Jude Gamble’s day starts at 3.30am and often finishes about 7.00pm.
Her shopping list includes 10 trays of eggs a week and she uses two and a-half dozen every morning. She uses 2kg of bacon, 10 loaves of bread and 8 litres of milk a day.
She buys in 12 litres of cream a week, as well as 10kg lots of scone and muffin mixes, and the odd trailerload of potatoes.
All that is is used to feed about 30 shearers, woolhandlers and pressers.
Ms Gamble and partner Mark (Mouse) Robertson sold their Lawrence-based Robertson Shearing business to Dion Morrell, of Alexandra, about a year ago, and now they work for him.
She had worked in the sheds as a woolhandler and presser as well as shearers’ cook most of her life.
‘‘I have been doing it for 26 years and I decided it was time to slow down a bit,’’ she said.
‘‘I enjoyed the pressing but my back is fused and now I am in the cook shop.
‘‘I still go pressing on a selftramp presser sometimes.’’

‘‘I am pretty good with time management these days.’’
Some like a continental breakfast, while most prefer a large meal with sausages, eggs, bacon, baked beans, corn fritters and fried potatoes.
Later she will make sausage rolls or other pastry goods, as well as baking.
‘‘However, buying biscuits is cheaper because of the price of butter,’’ she said.
Evening meals include various roasts, copious quantities of potatoes and vegetables and sometimes pudding.
There is often cold meat, salads, or curries, lasagne, and potato bake with cream.
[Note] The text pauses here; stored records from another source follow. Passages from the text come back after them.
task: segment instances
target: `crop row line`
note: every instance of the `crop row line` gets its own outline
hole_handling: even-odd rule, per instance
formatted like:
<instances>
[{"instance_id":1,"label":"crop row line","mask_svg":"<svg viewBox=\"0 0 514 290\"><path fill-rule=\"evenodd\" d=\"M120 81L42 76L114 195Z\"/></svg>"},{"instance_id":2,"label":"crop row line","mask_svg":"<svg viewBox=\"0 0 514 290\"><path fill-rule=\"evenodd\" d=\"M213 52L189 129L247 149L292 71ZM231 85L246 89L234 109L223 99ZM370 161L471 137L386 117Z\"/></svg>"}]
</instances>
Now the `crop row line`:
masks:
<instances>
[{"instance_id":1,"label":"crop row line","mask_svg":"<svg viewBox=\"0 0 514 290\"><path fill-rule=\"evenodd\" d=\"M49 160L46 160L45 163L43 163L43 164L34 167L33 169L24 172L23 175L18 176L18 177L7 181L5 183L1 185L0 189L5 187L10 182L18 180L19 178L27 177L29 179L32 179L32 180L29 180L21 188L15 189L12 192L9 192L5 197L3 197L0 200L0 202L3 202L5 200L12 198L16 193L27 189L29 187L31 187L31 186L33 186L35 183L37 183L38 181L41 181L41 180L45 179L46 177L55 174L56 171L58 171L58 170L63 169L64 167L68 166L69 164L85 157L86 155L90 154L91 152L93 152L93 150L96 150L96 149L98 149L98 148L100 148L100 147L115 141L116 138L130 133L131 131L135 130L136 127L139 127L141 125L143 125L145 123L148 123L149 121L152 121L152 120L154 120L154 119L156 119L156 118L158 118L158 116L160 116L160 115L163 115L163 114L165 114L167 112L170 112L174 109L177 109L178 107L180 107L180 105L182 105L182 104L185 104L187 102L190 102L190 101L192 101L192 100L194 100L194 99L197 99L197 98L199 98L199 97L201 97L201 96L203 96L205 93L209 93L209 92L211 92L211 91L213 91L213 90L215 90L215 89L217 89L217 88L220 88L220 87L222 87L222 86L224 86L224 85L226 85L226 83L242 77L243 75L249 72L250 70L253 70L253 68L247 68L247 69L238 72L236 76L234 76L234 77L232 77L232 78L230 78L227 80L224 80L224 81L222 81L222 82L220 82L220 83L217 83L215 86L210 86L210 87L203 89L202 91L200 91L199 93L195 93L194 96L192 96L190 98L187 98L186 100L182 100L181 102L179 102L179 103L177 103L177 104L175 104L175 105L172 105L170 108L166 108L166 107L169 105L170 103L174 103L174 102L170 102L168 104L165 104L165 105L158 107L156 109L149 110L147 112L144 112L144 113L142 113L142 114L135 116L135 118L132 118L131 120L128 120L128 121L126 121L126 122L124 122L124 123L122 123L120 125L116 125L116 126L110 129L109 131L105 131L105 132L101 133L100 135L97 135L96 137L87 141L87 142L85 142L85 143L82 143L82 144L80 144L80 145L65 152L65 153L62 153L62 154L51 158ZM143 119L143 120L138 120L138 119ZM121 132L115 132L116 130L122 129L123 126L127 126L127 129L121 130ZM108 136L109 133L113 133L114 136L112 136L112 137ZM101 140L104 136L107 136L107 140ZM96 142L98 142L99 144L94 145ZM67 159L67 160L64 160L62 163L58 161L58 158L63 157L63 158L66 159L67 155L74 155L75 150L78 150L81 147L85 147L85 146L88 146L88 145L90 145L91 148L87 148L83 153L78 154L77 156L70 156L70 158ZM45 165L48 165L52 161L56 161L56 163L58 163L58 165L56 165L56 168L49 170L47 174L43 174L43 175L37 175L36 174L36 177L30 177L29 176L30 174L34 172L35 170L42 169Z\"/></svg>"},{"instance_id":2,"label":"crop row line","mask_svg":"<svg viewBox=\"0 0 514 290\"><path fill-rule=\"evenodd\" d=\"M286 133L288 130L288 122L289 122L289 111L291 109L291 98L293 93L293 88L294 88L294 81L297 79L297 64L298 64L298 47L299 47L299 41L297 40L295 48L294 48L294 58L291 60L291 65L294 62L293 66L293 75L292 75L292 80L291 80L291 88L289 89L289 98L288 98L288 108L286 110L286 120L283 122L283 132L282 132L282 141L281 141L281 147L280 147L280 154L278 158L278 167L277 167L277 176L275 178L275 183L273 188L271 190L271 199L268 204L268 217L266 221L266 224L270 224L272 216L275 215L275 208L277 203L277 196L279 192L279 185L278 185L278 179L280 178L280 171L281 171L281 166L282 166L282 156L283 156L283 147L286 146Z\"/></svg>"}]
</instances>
Ms Gamble sometimes has a Chinese food or fish and chip night, and the shearers enjoy building their own burgers.
‘‘They love mutton chops and some farmers might kill us a wild pig.
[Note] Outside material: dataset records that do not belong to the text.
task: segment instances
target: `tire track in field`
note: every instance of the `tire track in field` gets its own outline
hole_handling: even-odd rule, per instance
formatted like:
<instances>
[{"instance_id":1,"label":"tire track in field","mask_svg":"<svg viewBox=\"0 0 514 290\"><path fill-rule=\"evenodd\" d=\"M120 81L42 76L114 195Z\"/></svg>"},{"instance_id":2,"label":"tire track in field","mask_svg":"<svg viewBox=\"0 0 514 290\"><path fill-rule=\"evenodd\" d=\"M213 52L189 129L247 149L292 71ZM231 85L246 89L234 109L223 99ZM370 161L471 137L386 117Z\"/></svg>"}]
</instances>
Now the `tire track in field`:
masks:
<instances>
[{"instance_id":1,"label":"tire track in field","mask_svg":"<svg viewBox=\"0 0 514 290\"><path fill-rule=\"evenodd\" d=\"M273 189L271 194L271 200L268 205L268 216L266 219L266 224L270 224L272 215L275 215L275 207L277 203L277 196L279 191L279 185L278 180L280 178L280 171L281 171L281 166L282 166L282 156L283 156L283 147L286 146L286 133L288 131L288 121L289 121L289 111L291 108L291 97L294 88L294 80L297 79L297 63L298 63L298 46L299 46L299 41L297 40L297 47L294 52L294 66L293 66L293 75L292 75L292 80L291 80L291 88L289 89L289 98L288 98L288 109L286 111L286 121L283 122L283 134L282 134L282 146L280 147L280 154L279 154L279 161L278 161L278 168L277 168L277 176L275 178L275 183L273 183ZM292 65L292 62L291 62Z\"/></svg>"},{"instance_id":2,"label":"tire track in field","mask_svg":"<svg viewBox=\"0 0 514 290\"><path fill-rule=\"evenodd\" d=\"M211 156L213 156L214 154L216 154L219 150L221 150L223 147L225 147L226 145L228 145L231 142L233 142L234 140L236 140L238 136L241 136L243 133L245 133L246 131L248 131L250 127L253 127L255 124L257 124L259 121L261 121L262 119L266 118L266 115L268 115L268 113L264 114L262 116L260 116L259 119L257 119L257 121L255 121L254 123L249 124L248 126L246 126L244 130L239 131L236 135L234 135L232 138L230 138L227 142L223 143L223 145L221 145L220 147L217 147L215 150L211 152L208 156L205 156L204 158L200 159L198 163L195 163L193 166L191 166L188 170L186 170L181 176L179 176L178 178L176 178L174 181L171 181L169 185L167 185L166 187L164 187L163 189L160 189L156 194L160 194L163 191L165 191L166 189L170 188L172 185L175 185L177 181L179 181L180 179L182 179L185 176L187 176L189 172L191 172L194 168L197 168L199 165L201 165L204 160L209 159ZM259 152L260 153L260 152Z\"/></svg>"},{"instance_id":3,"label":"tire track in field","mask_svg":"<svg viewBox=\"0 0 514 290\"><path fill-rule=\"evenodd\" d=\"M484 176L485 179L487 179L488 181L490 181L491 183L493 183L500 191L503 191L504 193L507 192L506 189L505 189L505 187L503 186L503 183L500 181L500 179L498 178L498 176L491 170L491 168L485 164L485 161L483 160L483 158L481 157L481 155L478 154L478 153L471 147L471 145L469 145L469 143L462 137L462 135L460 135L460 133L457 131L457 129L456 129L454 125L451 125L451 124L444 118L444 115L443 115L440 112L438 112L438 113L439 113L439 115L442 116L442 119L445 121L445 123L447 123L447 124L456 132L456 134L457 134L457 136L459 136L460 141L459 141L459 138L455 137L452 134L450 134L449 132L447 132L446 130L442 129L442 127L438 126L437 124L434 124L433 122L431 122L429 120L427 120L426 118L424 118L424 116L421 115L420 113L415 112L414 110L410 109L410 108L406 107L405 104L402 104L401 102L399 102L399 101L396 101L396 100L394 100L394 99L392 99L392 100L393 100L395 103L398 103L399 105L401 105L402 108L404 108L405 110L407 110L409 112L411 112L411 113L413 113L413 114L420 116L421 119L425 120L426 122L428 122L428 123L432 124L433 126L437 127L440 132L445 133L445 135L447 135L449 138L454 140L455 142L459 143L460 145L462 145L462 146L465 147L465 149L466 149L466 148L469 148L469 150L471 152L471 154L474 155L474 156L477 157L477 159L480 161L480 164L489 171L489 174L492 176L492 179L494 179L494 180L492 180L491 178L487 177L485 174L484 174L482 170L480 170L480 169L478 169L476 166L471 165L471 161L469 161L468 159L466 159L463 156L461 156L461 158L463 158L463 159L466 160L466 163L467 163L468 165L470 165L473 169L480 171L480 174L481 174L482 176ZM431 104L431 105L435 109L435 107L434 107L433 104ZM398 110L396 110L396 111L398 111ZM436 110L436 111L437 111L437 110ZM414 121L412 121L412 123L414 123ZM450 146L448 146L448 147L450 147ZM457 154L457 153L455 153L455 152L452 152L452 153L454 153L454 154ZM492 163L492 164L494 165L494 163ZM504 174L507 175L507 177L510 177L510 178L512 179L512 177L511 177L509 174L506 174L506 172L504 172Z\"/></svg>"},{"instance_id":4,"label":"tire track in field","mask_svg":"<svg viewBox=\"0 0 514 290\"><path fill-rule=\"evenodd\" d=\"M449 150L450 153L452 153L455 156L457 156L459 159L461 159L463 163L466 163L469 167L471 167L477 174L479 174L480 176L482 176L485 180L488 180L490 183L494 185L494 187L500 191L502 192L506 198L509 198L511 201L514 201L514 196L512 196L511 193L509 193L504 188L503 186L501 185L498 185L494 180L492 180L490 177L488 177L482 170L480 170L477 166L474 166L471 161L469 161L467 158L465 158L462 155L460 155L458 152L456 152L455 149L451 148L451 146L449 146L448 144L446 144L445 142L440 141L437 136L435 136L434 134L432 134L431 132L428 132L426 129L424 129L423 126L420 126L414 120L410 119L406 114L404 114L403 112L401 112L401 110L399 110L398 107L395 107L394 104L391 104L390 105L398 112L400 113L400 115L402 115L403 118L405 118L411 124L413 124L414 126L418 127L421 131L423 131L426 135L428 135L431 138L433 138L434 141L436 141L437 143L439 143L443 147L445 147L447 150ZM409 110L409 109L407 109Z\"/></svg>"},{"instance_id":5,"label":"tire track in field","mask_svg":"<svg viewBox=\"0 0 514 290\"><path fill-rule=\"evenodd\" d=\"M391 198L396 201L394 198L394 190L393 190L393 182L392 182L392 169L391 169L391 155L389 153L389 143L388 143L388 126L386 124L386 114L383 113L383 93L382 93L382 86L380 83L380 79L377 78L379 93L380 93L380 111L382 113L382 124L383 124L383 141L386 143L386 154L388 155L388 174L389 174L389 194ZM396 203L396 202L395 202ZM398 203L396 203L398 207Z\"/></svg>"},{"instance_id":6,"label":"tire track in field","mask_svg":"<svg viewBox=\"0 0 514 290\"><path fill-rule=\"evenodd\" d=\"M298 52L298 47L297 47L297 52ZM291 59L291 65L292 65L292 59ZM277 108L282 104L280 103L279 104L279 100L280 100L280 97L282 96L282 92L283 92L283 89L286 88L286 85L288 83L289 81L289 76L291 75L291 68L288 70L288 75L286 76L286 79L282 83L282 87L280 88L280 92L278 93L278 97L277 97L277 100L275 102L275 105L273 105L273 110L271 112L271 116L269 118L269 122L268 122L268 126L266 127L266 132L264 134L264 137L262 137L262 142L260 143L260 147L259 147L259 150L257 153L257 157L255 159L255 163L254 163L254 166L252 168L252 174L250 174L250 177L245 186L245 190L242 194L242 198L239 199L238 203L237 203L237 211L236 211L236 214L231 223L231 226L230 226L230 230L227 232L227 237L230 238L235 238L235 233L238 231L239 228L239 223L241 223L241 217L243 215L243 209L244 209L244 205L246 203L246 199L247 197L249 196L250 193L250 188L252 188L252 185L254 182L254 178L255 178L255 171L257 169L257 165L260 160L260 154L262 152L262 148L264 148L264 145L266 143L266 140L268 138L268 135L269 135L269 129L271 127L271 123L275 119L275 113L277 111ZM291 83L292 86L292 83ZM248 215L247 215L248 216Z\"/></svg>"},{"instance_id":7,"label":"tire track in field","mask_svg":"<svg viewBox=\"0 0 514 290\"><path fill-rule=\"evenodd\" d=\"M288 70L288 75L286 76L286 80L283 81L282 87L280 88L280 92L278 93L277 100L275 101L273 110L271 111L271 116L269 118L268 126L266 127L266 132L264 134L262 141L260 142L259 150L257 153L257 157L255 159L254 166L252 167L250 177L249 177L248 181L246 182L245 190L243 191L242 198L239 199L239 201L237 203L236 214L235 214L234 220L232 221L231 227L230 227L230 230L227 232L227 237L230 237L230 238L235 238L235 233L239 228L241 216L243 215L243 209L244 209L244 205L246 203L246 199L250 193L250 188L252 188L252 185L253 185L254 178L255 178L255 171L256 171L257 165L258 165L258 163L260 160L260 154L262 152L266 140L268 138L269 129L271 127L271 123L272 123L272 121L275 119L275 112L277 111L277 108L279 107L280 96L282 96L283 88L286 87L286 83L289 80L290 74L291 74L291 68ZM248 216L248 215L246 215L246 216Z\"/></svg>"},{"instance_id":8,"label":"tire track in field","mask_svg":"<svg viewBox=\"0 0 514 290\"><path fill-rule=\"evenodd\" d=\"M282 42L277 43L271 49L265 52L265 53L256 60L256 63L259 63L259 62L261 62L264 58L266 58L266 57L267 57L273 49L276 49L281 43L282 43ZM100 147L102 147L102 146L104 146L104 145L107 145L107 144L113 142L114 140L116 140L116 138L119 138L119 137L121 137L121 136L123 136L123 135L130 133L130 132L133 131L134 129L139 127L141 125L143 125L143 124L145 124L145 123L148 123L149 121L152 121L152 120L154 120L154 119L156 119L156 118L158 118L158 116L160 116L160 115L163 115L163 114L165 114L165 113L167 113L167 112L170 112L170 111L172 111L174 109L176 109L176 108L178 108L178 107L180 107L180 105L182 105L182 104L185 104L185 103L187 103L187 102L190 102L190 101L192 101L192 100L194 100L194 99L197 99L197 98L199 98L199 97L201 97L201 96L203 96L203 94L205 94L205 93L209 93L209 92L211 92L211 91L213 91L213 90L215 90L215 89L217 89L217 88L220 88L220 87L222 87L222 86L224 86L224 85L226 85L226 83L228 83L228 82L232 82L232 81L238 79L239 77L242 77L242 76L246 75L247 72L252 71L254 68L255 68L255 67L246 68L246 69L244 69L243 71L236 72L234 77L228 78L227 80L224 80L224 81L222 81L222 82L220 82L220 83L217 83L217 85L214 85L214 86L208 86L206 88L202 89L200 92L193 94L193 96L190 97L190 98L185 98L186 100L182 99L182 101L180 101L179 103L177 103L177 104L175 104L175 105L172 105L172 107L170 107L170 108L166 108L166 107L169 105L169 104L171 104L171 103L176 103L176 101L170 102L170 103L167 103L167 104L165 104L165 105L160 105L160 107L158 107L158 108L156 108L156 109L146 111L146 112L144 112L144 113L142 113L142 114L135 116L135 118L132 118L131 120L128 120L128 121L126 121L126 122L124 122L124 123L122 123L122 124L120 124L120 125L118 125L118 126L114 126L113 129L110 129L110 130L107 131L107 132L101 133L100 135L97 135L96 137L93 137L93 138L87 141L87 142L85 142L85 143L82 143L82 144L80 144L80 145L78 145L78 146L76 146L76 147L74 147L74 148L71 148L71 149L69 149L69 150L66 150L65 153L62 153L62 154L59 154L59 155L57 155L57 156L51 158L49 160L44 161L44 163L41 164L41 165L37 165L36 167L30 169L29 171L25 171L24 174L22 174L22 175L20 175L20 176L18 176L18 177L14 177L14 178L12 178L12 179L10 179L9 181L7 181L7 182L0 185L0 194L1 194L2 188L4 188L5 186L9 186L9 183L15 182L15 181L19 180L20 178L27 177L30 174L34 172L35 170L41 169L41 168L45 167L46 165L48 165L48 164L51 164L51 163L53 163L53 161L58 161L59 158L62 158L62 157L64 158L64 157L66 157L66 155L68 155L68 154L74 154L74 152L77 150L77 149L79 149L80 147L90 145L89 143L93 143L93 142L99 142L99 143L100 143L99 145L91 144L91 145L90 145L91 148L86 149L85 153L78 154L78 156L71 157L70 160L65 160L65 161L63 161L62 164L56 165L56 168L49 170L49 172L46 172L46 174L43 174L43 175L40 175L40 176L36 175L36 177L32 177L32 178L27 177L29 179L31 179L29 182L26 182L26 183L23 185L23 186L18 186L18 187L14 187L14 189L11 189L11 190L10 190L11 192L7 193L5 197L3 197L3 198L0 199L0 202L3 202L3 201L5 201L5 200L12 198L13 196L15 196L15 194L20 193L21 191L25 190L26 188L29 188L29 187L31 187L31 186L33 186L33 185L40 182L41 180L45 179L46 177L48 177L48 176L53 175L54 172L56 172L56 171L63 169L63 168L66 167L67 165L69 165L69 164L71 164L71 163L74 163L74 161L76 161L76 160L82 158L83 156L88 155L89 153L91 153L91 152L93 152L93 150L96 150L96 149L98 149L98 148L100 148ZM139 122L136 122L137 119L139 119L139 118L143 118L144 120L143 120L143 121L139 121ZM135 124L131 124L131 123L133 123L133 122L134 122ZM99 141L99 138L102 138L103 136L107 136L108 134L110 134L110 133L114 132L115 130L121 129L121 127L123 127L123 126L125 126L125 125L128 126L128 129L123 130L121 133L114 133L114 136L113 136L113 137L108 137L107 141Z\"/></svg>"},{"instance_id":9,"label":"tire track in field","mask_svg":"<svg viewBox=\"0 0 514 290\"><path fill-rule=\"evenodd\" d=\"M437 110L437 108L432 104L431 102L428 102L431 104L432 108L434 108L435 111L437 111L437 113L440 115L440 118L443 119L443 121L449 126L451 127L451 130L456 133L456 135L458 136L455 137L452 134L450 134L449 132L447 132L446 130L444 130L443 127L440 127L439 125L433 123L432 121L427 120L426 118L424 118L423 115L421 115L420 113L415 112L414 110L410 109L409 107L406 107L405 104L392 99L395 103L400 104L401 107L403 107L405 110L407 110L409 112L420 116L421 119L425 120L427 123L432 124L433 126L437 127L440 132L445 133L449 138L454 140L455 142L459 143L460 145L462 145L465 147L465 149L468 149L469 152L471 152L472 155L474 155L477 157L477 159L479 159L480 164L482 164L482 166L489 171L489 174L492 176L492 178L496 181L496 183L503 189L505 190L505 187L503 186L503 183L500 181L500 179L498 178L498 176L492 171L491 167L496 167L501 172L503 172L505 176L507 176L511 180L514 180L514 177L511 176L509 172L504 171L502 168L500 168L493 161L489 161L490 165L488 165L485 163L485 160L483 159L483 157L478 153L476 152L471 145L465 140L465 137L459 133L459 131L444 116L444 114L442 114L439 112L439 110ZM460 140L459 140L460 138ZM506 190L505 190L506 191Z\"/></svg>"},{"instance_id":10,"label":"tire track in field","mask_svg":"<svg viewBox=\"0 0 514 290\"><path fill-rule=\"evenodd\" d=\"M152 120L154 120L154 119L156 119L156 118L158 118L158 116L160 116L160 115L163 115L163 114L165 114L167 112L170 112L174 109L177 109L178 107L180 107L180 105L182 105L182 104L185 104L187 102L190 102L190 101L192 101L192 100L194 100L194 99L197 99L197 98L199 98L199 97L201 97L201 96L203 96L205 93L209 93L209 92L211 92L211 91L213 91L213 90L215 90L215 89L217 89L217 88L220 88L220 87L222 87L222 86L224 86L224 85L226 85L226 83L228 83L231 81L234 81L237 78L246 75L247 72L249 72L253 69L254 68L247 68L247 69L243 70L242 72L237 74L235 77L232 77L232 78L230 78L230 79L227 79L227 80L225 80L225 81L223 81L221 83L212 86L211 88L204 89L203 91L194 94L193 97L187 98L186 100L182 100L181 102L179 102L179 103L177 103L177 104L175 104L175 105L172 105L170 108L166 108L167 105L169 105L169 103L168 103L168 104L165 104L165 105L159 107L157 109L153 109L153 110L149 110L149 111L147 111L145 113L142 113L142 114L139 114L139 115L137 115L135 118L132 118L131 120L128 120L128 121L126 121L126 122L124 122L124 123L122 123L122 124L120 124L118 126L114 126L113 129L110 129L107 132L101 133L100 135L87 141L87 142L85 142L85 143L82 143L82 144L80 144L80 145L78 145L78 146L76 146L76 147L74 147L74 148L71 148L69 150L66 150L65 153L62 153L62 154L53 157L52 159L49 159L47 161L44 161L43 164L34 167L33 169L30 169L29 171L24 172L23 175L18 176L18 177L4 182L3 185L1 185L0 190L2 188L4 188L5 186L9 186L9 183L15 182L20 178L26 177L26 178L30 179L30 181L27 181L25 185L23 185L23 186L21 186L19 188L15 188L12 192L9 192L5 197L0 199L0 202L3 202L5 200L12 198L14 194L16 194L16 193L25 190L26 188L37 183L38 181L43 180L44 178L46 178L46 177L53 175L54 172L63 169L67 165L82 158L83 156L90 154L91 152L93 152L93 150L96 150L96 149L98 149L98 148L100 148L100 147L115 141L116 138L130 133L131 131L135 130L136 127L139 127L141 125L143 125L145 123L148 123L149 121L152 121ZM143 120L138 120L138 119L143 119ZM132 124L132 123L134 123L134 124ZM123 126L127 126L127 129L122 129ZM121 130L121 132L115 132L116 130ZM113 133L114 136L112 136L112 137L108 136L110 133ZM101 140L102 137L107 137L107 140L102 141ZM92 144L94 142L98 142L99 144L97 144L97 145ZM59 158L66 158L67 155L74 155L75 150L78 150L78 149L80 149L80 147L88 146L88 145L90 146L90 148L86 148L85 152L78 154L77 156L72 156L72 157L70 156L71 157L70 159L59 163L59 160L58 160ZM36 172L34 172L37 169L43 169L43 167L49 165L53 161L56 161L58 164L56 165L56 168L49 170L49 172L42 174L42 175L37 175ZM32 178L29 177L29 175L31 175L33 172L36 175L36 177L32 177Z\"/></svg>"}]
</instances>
‘‘While I tend to vary it [the menu] you can’t please everybody.
‘‘Apart from the contractor’s wife, the shearing cook is right at the bottom of the food chain.
‘‘They are always moaning about the cooking but they can go elsewhere if they want.’’
She does not believe in food waste and uses everything — leftovers are converted into lunch or toasties.
Ms Gamble does not have to deal with allergies or food intolerances, as far as she is aware.
‘‘I haven’t come across any vegetarians, as shearers have got to have meat.
‘‘I treat them all the same.
‘‘There is nothing I dish up that I wouldn’t eat myself and they know it.
‘‘I make birthday cakes, depending on how good they have been to me.’’
Outside of work, Ms Gamble belongs to the Lawrence Lions Club.